After a few moments of silent shock, Amisi's gaze traveled from the lifeless body at her feet to the young stranger now cleaning his dagger in the shallow waters of the Nile. Rather than the outpour of gratitude she expected to feel, Amisi felt fury and a wounded pride. She felt belittled; the pleasure of slitting that animal's throat was robbed from her.
'I was doing fine, you know.' She said, poorly containing her indignation at being treated like a useless girl. 'You didn't have to go and do that,'
The young stranger turned around, and Amisi stopped breathing. She was a girl rarely impressed by beauty, but she had never seen a more handsome boy in all of her sixteen years—his strong jaw, soft lips, and burning eyes left her speechless. Amisi forgot about the fact that she had just seen a man die—somehow, the boy's beauty seemed to make the ugliest things in the world fade away.

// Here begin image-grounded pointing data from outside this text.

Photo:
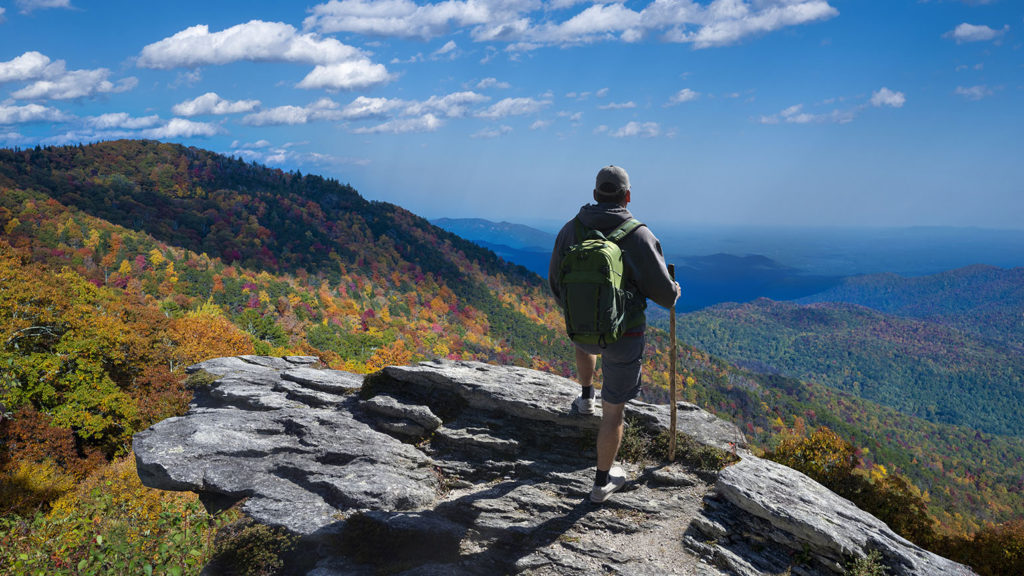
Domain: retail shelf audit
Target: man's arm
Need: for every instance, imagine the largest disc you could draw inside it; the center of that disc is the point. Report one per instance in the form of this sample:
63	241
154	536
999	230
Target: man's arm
652	275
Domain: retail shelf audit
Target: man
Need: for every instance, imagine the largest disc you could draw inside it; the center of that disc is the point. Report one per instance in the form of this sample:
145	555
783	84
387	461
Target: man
645	276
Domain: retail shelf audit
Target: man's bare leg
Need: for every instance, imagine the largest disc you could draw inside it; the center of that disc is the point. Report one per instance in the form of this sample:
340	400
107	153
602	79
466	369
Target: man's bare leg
586	365
609	436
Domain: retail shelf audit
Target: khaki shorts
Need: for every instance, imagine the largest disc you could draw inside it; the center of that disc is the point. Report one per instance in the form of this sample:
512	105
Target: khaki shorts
621	363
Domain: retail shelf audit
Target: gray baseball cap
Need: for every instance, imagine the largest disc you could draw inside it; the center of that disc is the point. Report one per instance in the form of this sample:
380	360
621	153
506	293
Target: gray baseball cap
611	182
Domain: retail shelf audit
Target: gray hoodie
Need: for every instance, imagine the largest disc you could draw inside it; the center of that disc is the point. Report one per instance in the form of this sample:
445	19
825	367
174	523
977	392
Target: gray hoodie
645	268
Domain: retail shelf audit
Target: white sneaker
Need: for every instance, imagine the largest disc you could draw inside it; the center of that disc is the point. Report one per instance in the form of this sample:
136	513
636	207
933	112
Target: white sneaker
584	405
616	479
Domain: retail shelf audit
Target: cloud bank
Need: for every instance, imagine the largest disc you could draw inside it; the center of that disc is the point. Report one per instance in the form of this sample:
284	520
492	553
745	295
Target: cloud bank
526	25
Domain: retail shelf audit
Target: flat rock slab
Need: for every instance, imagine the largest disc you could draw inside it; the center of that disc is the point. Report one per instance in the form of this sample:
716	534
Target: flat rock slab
301	466
463	467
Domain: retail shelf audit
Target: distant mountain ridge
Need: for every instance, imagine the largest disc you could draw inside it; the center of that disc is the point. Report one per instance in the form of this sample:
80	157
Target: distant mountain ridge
927	369
707	280
304	264
978	299
518	237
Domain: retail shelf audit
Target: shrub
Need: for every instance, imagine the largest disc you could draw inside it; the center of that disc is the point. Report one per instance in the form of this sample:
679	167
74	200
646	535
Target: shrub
112	525
248	548
870	565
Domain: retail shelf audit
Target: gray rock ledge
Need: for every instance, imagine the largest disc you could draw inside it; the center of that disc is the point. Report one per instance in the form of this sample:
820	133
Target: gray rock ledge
463	467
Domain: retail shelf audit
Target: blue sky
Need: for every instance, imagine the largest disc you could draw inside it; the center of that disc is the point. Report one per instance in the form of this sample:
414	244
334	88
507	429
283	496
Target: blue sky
733	112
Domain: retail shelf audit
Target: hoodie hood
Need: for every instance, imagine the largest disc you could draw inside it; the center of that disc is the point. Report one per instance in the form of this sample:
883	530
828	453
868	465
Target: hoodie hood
603	216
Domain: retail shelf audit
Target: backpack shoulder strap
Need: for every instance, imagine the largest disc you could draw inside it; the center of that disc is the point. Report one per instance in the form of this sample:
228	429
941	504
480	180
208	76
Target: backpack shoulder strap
624	230
580	230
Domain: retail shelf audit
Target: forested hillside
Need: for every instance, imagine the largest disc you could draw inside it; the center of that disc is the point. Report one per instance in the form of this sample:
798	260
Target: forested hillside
979	299
123	262
921	368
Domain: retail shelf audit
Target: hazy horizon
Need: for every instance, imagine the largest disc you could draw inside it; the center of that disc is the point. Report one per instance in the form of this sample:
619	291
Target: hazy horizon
734	112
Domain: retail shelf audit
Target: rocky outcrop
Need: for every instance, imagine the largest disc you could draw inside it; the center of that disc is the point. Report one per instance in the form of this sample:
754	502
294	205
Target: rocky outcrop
470	468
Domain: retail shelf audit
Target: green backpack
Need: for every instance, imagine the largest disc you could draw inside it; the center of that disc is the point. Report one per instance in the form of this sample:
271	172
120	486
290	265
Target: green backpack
594	301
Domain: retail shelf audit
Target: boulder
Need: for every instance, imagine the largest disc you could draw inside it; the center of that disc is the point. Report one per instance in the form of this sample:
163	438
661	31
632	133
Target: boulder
463	467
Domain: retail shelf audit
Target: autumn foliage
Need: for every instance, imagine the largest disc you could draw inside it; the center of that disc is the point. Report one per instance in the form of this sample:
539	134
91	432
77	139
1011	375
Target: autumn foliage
122	263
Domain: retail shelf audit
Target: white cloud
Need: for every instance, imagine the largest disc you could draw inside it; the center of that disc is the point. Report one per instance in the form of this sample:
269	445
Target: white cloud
30	5
643	130
51	79
29	66
75	84
186	78
456	105
181	128
426	123
324	109
351	75
572	116
31	113
449	48
10	137
683	95
121	120
253	41
972	33
513	107
617	106
885	96
256	145
210	103
492	83
600	22
404	18
527	25
973	92
492	132
727	22
796	115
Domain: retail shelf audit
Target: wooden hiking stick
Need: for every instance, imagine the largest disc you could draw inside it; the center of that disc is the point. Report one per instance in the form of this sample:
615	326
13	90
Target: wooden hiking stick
672	374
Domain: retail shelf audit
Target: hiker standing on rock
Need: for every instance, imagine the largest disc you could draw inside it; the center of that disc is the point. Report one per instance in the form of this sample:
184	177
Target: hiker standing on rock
604	266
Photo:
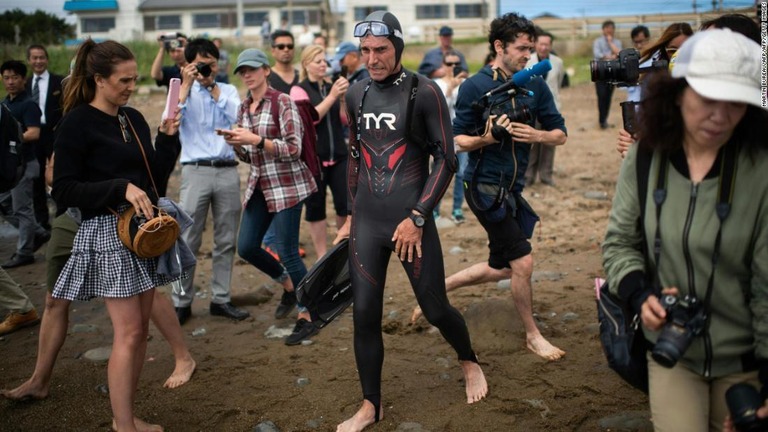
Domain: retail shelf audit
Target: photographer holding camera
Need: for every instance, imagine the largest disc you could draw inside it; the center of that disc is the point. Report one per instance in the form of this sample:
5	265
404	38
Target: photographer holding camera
173	44
702	289
498	149
209	175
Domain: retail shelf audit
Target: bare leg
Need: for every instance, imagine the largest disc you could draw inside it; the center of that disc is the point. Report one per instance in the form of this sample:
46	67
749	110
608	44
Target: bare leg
523	298
141	426
164	318
53	332
363	418
474	275
130	322
474	381
319	237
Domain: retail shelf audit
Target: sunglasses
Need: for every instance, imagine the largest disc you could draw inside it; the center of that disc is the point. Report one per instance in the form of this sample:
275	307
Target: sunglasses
375	28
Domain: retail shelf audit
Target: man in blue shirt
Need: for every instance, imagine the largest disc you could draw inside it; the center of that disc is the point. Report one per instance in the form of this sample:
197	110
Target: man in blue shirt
606	47
17	204
498	157
209	176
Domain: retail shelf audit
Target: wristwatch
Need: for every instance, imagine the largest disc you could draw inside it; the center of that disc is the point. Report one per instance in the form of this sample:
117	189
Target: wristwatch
417	220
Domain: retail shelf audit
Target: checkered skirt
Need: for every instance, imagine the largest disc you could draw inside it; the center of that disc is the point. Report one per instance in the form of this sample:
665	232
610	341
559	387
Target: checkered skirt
101	266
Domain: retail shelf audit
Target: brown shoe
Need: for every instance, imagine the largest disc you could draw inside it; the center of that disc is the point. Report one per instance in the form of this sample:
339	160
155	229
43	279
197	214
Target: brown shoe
15	321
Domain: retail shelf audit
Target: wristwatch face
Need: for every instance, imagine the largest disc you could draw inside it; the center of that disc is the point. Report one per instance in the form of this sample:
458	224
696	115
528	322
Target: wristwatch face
417	220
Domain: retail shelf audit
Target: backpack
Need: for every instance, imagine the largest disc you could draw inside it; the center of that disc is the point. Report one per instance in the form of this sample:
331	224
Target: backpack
12	162
309	117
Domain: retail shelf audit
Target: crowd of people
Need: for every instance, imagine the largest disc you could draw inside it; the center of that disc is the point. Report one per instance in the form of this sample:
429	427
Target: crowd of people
388	143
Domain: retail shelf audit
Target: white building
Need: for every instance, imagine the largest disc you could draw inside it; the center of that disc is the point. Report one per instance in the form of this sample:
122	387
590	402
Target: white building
145	19
422	19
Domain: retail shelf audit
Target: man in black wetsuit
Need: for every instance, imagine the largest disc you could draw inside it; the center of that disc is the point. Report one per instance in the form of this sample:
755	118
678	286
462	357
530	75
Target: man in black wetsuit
392	193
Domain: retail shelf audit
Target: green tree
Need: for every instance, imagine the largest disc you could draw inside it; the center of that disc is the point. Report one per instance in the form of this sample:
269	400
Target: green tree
38	27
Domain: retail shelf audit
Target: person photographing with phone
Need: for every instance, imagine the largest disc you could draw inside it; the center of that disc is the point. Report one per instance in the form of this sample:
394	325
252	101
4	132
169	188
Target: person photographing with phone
209	177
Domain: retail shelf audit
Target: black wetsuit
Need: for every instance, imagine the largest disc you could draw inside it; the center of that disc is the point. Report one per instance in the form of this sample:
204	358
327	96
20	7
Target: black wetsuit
388	177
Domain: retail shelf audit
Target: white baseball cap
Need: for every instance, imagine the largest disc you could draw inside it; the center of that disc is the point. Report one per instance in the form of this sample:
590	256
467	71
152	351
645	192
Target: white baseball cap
721	65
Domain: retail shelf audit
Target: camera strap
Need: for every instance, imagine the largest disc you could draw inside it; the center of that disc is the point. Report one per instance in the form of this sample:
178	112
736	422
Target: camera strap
728	166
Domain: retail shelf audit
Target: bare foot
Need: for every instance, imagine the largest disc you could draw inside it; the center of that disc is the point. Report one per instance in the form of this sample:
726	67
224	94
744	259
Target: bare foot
363	418
544	349
416	314
28	391
474	380
141	426
182	373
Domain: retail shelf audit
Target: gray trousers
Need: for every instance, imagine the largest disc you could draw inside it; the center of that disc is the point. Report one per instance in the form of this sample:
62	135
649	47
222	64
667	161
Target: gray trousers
541	161
17	208
218	189
12	298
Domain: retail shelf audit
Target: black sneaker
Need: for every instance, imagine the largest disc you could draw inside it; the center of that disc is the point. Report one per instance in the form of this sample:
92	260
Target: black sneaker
287	302
304	330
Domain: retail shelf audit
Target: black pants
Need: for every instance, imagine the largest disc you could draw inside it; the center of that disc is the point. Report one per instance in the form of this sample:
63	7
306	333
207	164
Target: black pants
604	95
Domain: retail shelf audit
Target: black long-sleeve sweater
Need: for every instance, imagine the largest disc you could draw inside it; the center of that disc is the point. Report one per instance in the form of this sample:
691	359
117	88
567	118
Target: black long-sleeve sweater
94	163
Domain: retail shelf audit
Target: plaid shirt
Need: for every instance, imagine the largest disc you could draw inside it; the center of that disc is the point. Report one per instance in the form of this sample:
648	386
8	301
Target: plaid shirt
282	177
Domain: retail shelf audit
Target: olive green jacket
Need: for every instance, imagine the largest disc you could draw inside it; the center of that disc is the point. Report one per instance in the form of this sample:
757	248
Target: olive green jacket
738	330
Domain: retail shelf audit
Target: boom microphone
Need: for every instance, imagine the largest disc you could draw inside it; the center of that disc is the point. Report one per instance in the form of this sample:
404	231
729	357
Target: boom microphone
522	78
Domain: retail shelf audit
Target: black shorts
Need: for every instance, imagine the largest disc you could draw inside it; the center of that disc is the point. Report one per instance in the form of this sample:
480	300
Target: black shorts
507	242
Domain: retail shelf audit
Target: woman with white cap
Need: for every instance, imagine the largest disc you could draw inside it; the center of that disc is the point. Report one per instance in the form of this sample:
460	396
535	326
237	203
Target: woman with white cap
278	183
702	290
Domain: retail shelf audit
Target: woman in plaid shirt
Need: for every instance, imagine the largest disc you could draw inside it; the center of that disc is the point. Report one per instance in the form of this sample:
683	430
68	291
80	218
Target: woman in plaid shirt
278	183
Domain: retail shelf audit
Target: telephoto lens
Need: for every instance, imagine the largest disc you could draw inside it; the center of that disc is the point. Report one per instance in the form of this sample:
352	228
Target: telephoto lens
743	402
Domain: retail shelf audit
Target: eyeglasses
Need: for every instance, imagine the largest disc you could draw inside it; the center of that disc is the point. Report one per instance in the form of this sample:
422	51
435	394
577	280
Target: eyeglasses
375	28
123	128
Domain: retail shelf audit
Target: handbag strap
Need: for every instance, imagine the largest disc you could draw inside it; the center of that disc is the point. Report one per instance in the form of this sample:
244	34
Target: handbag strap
141	147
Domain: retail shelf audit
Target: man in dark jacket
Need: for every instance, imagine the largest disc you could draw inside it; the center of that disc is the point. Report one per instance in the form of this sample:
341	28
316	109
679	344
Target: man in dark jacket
44	88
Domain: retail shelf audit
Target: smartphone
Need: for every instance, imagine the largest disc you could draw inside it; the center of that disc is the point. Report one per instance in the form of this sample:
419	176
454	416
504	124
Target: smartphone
172	101
226	133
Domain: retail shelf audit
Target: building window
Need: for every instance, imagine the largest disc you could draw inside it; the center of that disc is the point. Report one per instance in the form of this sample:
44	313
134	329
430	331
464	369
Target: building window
254	19
97	25
168	22
301	17
363	11
431	11
206	20
471	10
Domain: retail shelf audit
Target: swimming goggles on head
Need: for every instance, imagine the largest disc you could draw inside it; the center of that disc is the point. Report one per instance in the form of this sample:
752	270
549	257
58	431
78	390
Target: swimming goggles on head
375	28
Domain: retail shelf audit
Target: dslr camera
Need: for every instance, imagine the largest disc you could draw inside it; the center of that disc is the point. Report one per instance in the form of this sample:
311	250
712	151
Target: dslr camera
519	114
171	41
685	320
624	71
743	401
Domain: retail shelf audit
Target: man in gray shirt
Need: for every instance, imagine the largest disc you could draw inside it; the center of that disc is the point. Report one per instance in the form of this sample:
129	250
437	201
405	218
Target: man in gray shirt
606	47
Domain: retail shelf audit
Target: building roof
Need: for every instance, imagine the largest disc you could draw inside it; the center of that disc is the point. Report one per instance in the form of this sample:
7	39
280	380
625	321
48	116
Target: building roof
89	5
147	5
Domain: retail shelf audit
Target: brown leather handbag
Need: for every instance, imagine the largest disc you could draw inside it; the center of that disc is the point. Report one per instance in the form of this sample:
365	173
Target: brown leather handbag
147	238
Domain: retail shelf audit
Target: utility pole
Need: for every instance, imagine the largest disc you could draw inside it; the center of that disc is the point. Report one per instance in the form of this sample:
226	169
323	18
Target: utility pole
240	19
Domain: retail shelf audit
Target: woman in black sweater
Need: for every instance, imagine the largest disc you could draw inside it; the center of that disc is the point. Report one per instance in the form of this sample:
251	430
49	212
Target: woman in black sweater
100	168
331	148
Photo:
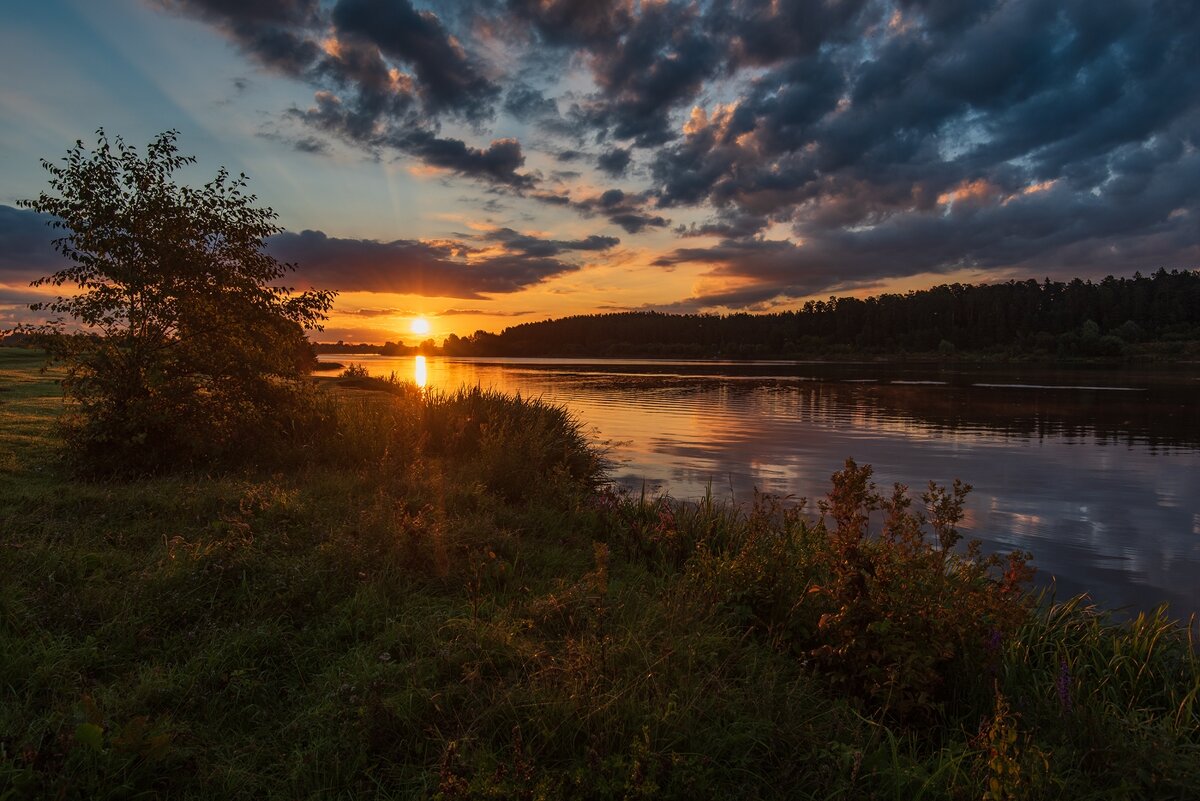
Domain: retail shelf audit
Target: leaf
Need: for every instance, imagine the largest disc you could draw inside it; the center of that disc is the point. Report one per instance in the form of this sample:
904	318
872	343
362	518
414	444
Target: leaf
90	735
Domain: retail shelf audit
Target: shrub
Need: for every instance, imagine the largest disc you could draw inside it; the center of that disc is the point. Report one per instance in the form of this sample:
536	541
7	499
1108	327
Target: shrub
186	350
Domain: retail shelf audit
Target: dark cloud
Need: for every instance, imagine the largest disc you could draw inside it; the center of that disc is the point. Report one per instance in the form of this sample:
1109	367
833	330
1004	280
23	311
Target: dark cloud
574	22
445	74
354	52
544	247
378	312
628	210
613	162
25	250
893	137
469	312
433	269
660	60
526	103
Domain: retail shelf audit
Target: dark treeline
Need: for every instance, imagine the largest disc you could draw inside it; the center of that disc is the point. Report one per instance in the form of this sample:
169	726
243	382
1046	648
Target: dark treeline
1156	314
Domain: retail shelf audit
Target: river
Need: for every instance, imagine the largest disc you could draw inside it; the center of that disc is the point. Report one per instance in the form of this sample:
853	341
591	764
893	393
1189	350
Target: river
1096	471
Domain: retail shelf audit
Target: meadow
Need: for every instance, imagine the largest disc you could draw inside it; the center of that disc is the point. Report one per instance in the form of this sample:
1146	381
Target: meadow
439	596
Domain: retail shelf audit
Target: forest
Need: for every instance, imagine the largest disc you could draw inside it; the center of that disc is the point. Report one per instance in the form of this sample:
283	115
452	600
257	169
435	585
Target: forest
1156	314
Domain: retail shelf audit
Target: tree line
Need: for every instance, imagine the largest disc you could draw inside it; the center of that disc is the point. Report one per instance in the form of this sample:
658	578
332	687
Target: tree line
1109	318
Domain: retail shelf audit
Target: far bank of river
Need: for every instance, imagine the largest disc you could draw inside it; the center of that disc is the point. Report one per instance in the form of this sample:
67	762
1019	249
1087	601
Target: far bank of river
1097	471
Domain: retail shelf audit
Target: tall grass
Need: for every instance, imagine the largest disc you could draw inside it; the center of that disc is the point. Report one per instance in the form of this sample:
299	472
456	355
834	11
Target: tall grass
436	600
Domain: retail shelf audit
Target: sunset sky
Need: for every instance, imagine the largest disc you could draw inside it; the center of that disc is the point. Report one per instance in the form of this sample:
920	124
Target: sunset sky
495	162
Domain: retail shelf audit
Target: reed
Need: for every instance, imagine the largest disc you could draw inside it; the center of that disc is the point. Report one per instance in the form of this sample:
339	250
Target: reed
395	615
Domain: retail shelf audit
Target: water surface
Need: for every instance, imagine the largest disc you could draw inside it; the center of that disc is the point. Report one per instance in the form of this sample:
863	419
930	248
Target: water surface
1097	473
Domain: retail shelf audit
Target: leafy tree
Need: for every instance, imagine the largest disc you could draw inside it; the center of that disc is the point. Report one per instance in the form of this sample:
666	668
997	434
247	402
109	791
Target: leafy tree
181	348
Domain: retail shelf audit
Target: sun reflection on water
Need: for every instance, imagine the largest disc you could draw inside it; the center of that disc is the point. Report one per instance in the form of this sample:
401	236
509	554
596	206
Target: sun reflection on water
420	372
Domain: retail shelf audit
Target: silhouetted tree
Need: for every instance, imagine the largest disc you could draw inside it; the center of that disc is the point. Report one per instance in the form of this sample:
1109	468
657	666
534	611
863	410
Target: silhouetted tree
183	347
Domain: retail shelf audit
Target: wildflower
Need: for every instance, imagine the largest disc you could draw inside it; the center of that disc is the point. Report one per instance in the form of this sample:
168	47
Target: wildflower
1065	686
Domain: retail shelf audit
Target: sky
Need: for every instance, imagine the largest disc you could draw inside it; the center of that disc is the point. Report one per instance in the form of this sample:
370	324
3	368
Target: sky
487	163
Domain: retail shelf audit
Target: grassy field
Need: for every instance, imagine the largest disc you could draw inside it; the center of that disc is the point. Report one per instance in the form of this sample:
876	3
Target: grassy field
444	601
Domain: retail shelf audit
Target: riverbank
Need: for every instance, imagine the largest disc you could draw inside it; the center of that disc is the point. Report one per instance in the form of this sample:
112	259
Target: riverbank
439	602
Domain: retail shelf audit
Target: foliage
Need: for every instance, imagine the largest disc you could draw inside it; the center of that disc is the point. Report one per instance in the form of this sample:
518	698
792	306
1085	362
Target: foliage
899	621
383	624
184	347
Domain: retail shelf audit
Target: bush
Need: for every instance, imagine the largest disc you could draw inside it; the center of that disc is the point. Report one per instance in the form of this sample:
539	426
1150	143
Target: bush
186	350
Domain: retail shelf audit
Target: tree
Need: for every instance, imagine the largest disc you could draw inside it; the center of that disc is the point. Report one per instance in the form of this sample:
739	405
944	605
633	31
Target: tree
183	347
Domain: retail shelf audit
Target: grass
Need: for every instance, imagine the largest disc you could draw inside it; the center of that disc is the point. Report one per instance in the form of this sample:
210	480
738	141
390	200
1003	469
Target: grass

'I could tell you were handling it from the way he was strangling you,' he replied harshly, his beautiful features contorting in anger. 'I shouldn't have even bothered; stupid peasant girl, who'd really miss you?'
Amisi did not say anything. In all honesty, she was too shocked to form a coherent sentence, let alone a biting remark. She stood there for a few moments contemplating the answer to his question, though no words lingered near her lips as they usually did; for once, Amisi had no answer.
'I don't know,' she whispered. Amisi knew he hadn't heard her, so she simply picked up her basket, and began to walk back to her home. As she took slow, tired steps, Amisi realized she was walking back to a sad life, back to slaving away under the desert sun... back to an existence with a bleak future.
As a warm breeze began to whisper against her face, Amisi looked over her shoulder at the boy with the beautiful eyes. He was looking at her as she walked away, angered and confused at the same time, though his face showed no trace of emotion. Amisi looked away sadly.
She would never see those beautiful eyes again.